Zum Buch:
»Es war Neigung für skurrile Beschäftigungen und Grenzgänge allein, was mich vor Jahren zur Anlage einer Sammlung von letzten Worten bewog. Mehr noch trug dazu bei die Hoffnung auf eine gewichtige Ausbeute an menschlichen Bekundungen über den Sinn der durchlebten Existenz.« Ein Leben lang sammelte Ernst Jünger die letzten Worte von Verstorbenen und bat auch Freunde und Schriftstellerkollegen, ihre „Ausbeute“ auf extra dafür angefertigten Postkarten an ihn zu schicken. Hier nur einige Beispiele:
»Von allen meinen Schülern hat mich nur ein einziger verstanden. Und der hat mich falsch verstanden.« Hegel, 1831
»Unordentlich gelebt, aber ordentlich gestorben.« Bakunin, 1876
»Störe meine Kreise nicht!« Archimedes, 212 v. Chr.

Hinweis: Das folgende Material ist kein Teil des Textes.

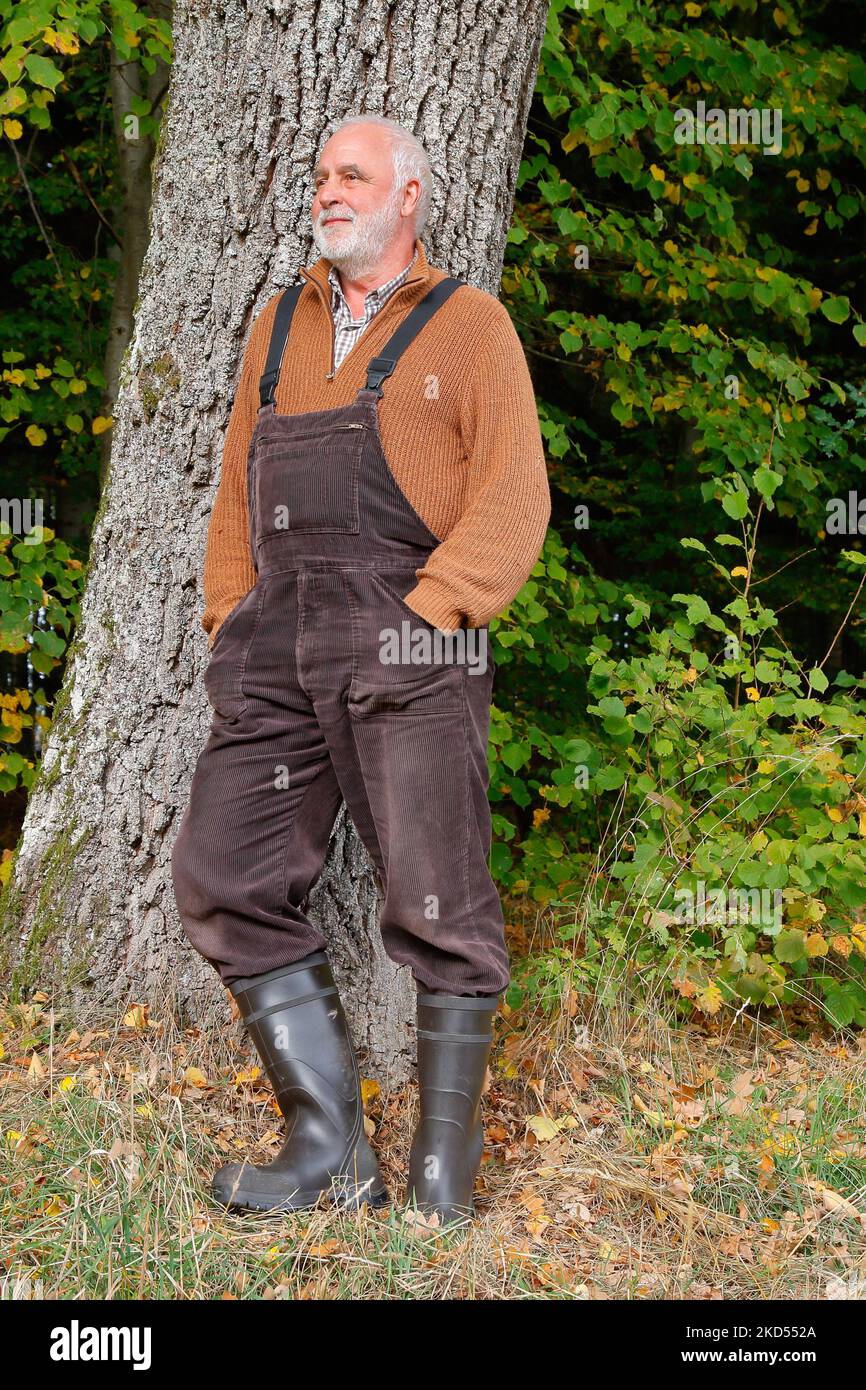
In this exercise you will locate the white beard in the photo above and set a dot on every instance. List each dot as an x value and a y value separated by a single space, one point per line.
359 249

»Jesus!« Paulus, ca. 65 n. Chr.
»Mozart!« G. Mahler, 1911
»Wo sind meine Gläser?« T. Mann, 1955
Ob die Verstorbenen diese Worte wirklich gesagt haben oder ob sie ihnen in den Mund gelegt wurden, das war für Jünger eher von zweitrangiger Bedeutung, denn, wie er selbst über seine Sammlung sagte, glichen diese letzten Worte einer Sammlung von Irrtümern und ungenauen Überlieferungen und würden sich trotzdem zu einer Wahrheit summieren, die ihnen, den letzten Worten, innewohne. Was, seiner Meinung nach, von der Historie überhaupt gelte.
Man kommt nicht umhin, über diese Meinung nachzudenken, wenn man diese letzten Worte, die sich aus allen Jahrhunderten und über mehrere Kontinente verteilen, nacheinander durchliest, teilweise schmunzelnd, teilweise mit zusammengezogenen Augenbrauen, doch fast immer hat man den Wunsch, über diese oder jene Person, deren Lebensende hier beschrieben wird, mehr zu erfahren; wie haben sie gelebt, worauf schauten sie zurück?
Ein nachdenklich stimmendes Buch. In welchem Sinne, das muss jeder selbst herausfinden. Aber dass es sich lohnt, steht außer Frage.